1. Define Success in a New Way
The business presentations we deliver, no matter how formal or informal they may be, are a unique form of communication. While they involve careful preparation and planning, they need to be spontaneous and interactive when delivered. This means that planning must look ahead to the uncertainties of delivery, and that the plan itself must be constantly adjusted as the conversation takes place.
For these reasons, presentations must be seen as Orderly Conversations. By defining them in this way, we are not only able to embrace the tensions inherent in the process, but we are also able to define success more specifically.
An Orderly Conversation succeeds on two levels. On one level, success is determined by whether the specific goal of the presentation is reached. Did the audience agree, buy in, or understand? On another level, the presenter must manage the conversation effectively. Was it efficient? Did the presenter manage the give-and-take well? When these second-level goals are reached, trust and goodwill are established.
Success, then, is not defined by having delivered a perfect presentation. It’s about managing the process efficiently so that decisions are made and work gets done.
2. Figure Out How to Prepare Yourself
Preparing for an Orderly Conversation cannot involve scripting. Too often, this speechmaking technique is applied to a process that requires a much more flexible approach.

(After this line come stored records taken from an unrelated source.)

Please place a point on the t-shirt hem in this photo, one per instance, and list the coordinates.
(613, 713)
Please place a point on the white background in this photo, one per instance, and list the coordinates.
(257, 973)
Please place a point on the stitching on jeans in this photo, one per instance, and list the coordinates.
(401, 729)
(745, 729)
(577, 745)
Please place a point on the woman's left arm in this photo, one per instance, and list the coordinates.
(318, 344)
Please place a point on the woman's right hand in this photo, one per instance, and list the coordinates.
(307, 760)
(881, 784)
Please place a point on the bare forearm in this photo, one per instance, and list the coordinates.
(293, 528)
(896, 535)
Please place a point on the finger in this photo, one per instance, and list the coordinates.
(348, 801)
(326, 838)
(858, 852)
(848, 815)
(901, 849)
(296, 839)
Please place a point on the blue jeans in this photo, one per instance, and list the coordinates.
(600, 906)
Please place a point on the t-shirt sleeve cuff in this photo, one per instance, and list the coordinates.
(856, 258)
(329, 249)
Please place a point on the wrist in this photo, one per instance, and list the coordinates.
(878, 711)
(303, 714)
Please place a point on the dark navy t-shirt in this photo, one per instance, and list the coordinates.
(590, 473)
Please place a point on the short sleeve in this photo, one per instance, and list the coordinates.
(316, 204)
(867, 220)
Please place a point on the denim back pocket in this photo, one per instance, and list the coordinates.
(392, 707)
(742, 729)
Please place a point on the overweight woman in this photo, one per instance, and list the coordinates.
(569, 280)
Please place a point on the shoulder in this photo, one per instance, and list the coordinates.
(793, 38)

What’s needed is a solid yet flexible frame, one that will bring order to the conversation without squelching it.
The frame for the conversation provides listeners with four things:
- A sense of purpose. What is the goal of the presentation? What does the presenter want to accomplish?
- A sense of direction. What is the agenda? How will we proceed?

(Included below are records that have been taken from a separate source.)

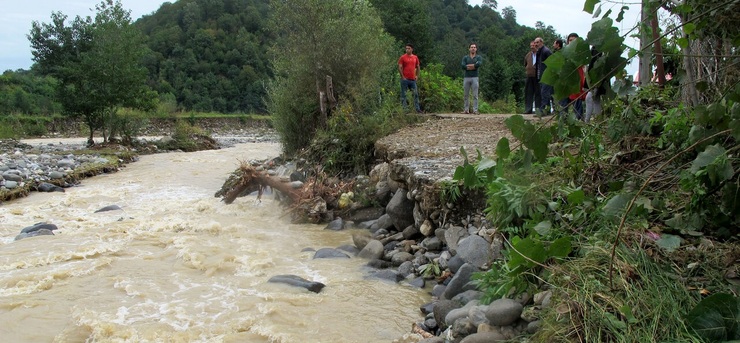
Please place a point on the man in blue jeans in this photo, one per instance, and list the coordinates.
(545, 90)
(470, 63)
(409, 68)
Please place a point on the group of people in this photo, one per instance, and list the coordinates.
(538, 96)
(409, 68)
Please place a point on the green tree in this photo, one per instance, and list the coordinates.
(341, 39)
(97, 63)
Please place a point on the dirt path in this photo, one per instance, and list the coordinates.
(432, 149)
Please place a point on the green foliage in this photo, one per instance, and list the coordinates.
(534, 139)
(431, 270)
(26, 93)
(523, 260)
(97, 63)
(129, 124)
(308, 50)
(439, 93)
(716, 318)
(185, 137)
(346, 145)
(211, 55)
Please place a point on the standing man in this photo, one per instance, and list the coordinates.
(409, 68)
(531, 88)
(470, 63)
(545, 90)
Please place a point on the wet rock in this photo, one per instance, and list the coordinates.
(40, 232)
(39, 226)
(441, 309)
(336, 225)
(373, 250)
(475, 250)
(360, 240)
(461, 281)
(400, 209)
(503, 312)
(298, 281)
(109, 208)
(484, 337)
(387, 274)
(48, 187)
(329, 253)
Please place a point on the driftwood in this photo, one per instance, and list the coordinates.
(315, 201)
(252, 180)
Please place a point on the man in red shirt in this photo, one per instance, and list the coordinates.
(409, 68)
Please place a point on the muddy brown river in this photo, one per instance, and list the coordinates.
(178, 265)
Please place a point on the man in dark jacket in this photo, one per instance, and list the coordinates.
(470, 63)
(545, 90)
(531, 87)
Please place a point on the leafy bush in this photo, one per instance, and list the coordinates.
(439, 93)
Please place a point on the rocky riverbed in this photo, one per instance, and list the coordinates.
(52, 164)
(412, 238)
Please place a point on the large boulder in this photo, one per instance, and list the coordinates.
(401, 210)
(298, 281)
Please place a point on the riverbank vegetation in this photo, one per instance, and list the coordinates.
(630, 220)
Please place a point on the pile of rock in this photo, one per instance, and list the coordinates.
(38, 229)
(42, 167)
(417, 243)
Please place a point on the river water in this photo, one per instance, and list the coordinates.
(178, 265)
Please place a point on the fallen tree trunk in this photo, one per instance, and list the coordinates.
(252, 180)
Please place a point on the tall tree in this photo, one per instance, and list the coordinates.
(316, 39)
(97, 63)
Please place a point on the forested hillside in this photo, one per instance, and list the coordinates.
(212, 55)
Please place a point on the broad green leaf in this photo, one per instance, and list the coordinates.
(459, 173)
(627, 313)
(618, 324)
(502, 148)
(486, 164)
(689, 28)
(561, 247)
(534, 251)
(620, 16)
(683, 42)
(707, 157)
(589, 5)
(464, 153)
(669, 242)
(716, 318)
(543, 227)
(516, 124)
(645, 202)
(470, 178)
(616, 205)
(576, 197)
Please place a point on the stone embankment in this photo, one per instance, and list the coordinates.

- Context. What is the current situation? What problem is the presentation attempting to solve?
- A reason to participate. What’s in it for the listeners? What’s the benefit of listening to or doing what the presenter is asking them to do?
Once this frame is communicated—as concisely as possible—listeners are much more likely to trust the presenter to manage the conversation to come.

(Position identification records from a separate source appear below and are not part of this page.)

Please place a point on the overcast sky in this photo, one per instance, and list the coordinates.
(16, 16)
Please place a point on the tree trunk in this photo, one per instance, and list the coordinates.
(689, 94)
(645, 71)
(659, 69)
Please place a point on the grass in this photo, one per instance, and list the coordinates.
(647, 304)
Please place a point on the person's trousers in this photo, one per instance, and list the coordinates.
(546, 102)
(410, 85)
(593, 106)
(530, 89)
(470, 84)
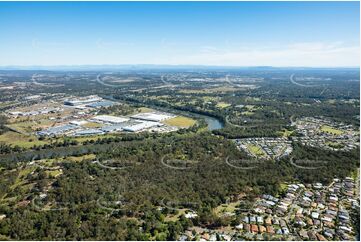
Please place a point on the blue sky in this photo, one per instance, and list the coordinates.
(205, 33)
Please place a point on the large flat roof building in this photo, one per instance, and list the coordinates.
(110, 119)
(153, 116)
(83, 100)
(141, 126)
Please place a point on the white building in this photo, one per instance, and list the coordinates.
(109, 119)
(141, 126)
(156, 117)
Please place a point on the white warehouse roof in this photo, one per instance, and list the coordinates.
(153, 116)
(141, 126)
(110, 119)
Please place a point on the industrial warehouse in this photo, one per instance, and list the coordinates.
(108, 124)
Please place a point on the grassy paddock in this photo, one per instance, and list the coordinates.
(180, 121)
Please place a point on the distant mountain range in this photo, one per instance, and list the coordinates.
(160, 67)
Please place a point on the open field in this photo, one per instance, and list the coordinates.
(92, 125)
(226, 208)
(211, 90)
(21, 140)
(180, 121)
(256, 150)
(223, 105)
(54, 173)
(331, 130)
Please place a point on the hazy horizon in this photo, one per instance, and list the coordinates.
(281, 34)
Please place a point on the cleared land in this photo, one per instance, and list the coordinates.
(21, 140)
(331, 130)
(180, 121)
(256, 150)
(223, 105)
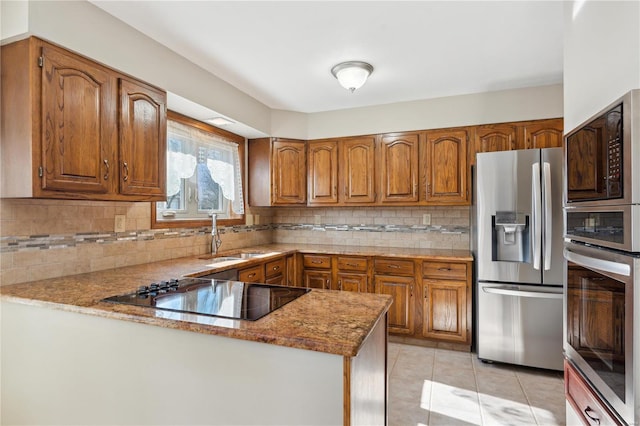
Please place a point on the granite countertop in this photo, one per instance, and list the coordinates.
(321, 320)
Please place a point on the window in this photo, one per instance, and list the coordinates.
(204, 175)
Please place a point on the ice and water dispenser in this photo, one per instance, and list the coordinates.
(510, 237)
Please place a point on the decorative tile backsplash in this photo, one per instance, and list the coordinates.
(42, 239)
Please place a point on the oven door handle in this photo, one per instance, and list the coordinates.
(597, 264)
(522, 293)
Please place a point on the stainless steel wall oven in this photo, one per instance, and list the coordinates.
(602, 248)
(602, 290)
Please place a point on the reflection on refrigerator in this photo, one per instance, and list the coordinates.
(517, 244)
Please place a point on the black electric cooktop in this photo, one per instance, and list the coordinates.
(216, 298)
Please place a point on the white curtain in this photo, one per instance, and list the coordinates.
(179, 166)
(225, 172)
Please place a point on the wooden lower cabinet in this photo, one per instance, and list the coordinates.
(401, 314)
(253, 274)
(444, 309)
(347, 281)
(317, 279)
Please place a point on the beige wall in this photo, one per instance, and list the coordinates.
(601, 56)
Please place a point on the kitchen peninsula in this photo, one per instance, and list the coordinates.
(70, 358)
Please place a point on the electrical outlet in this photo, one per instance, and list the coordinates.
(120, 224)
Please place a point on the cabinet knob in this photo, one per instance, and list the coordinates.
(593, 417)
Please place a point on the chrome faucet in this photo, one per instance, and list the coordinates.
(215, 235)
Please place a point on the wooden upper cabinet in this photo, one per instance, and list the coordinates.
(398, 167)
(357, 170)
(494, 137)
(322, 157)
(289, 172)
(277, 172)
(69, 125)
(143, 140)
(445, 166)
(542, 134)
(78, 139)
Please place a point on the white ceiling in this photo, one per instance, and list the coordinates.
(281, 53)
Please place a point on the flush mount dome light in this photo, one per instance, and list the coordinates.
(219, 121)
(352, 74)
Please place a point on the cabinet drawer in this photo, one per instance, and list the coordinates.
(275, 267)
(444, 270)
(254, 274)
(352, 264)
(316, 261)
(394, 267)
(584, 402)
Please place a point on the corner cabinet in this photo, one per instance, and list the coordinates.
(79, 129)
(445, 167)
(277, 172)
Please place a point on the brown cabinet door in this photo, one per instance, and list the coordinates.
(586, 159)
(494, 137)
(317, 279)
(398, 167)
(79, 132)
(543, 134)
(401, 313)
(445, 310)
(352, 282)
(323, 172)
(254, 274)
(446, 167)
(289, 172)
(357, 170)
(291, 271)
(276, 280)
(143, 140)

3. Know How to Initiate and Manage the Presentation Process
A genuine conversation between you and your listeners requires a high level of engagement on both sides of the process. We define engagement as a strong connection to listeners along with the ability to think and respond appropriately to the twists and turns of the conversation.
When this degree of interaction occurs, presenters have to do all they can to encourage the conversation while keeping it on track. When they succeed, they will balance the needs of the individuals in the room and the group as a whole.
4. Manage Our Response to the Presentation Process
Because of the tension between the orderly and the conversational aspects of presentations, most presenters have a preference for one part of the process over the other. We call these preferences Default Approaches. If your preference is for the orderly side of the process, we call you a Writer. If you are more comfortable with the conversational side of presentations, you are an Improviser.
This is a useful distinction because it helps presenters know where to focus their energies. Writers need to let go of their need for complete control in order to let the conversation take its course. Improvisers need to trust the frame of the conversation and do what’s needed to stay within it. Managing your Default helps you keep your gut-level responses to the process in check and avoid knee-jerk reactions.
By redefining presentations in this way, we are better able to understand their role in business, how to prepare for them, and manage the give-and-take of their delivery. All of which leads to a process that is more efficient and effective for everyone.